LWN.net Weekly Edition for May 2, 2013

LFCS: The value of FOSS fiscal sponsorship

LWN.net Weekly Edition for April 25, 2013

The 2013 Linux Storage, Filesystem, and Memory Management Summit

Weekly edition	Kernel	Security	Distributions	Contact Us	Search
Archives	Calendar	Subscribe	Write for LWN	LWN.net FAQ	Sponsors

The conclusion of the 3.9 merge window

By Jonathan Corbet
March 5, 2013

By the time that Linus released the 3.9-rc1 kernel prepatch and closed the merge window for this cycle, he had pulled a total of 10,265 non-merge changesets into the mainline repository. That is just over 2,000 changes since last week's summary. The most significant user-visible changes merged at the end of the merge window include:

The block I/O controller now has full hierarchical control group support.
The NFS code has gained network namespace support, allowing the operation of per-container NFS servers.
The Intel PowerClamp driver has been merged; PowerClamp allows the regulation of a CPU's power consumption through the injection of forced idle states.
The device mapper has gained support for a new "dm-cache" target that is able to use a fast drive (like a solid-state device) as a cache in front of slower storage devices. See Documentation/device-mapper/cache.txt for details.
RAID 5 and 6 support for the Btrfs filesystem has been merged at last.
Btrfs defragmentation code has gained snapshot awareness, meaning that sharing of data between snapshots will no longer be lost when defragmentation runs.
Architecture support for the Synopsys ARC and ImgTec Meta architectures has been added.
New hardware support includes:
- Systems and processors: Marvell Armada XP development boards, Ralink MIPS-based system-on-chip processors, Atheros AP136 reference boards, and Google Pixel laptops.
- Block: IBM RamSam PCIe Flash SSD devices and Broadcom BCM2835 SD/MMC controllers.
- Display: TI LP8788 backlight controllers.
- Miscellaneous: Kirkwood 88F6282 and 88F6283 thermal sensors, Marvell Dove thermal sensors, and Nokia "Retu" watchdog devices.

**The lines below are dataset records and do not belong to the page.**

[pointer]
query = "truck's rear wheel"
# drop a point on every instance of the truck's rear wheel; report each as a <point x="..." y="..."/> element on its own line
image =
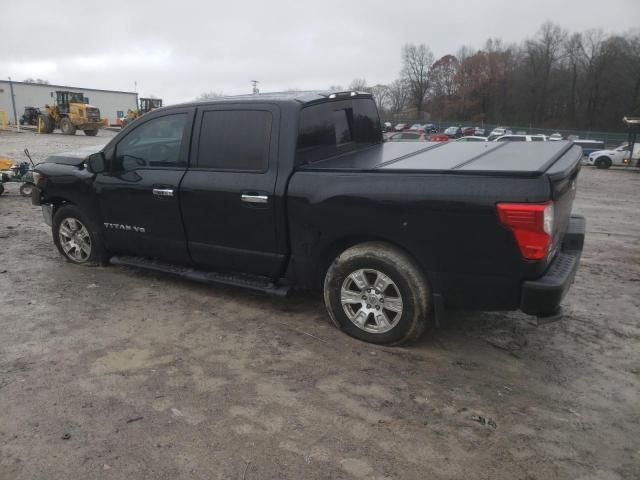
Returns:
<point x="67" y="127"/>
<point x="375" y="292"/>
<point x="603" y="162"/>
<point x="77" y="239"/>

Changes visible to kernel developers include:

The menuconfig configuration tool now has proper "save" and "load" buttons.
The rework of the IDR API has been merged, simplifying code that uses IDR to generate unique integer identifiers. Users throughout the kernel tree have been updated to the new API.
The hlist_for_each_entry() iterator has lost the unused "pos" parameter.

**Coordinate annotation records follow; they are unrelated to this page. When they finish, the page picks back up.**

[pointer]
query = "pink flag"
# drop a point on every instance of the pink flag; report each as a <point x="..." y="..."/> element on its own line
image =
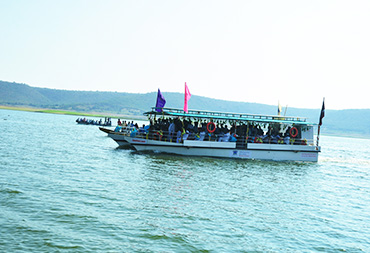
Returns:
<point x="187" y="97"/>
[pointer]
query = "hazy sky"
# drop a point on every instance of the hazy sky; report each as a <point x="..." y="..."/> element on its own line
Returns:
<point x="295" y="52"/>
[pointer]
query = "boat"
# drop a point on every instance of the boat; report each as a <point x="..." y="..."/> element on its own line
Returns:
<point x="84" y="121"/>
<point x="105" y="130"/>
<point x="224" y="135"/>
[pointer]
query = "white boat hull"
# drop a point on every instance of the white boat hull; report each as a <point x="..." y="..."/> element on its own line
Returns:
<point x="276" y="152"/>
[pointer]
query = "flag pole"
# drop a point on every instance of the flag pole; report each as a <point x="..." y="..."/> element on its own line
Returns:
<point x="322" y="114"/>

At this point, the stabilization period for the 3.9 kernel has begun. If the usual pattern holds, the final 3.9 release can be expected sometime around the beginning of May.

(Log in to post comments)

The conclusion of the 3.9 merge window

Posted Mar 5, 2013 19:20 UTC (Tue) by mathstuf (subscriber, #69389) [Link]

> The device manager has gained support for a new "dm-cache" target that is able to use a fast drive (like a solid-state device) as a cache in front of slower storage devices.

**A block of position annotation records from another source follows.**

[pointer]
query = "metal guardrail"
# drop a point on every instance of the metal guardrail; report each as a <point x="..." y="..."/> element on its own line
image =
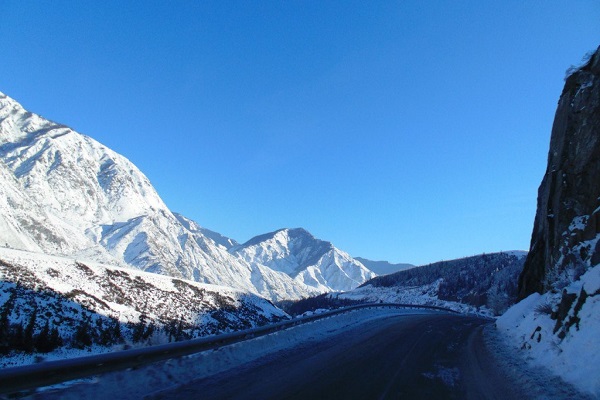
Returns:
<point x="49" y="373"/>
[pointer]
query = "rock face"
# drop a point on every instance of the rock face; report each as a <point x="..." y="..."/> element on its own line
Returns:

How close are we to being able to use the "cache drives"[1]?

[1]http://www.ocztechnology.com/ocz-synapse-cache-sata-iii-2...

"cache drives"

Posted Mar 5, 2013 22:56 UTC (Tue) by ntl (subscriber, #40518) [Link]

I don't see why you couldn't use the OCZ drives from your link in a dm-cache configuration today, assuming the vendor hasn't crippled them in some way.

"cache drives"

Posted Mar 6, 2013 3:03 UTC (Wed) by drag (subscriber, #31333) [Link]

Ewww... OCZ drives are bad news from what I am told.

"cache drives"

Posted Mar 6, 2013 5:33 UTC (Wed) by drdabbles (subscriber, #48755) [Link]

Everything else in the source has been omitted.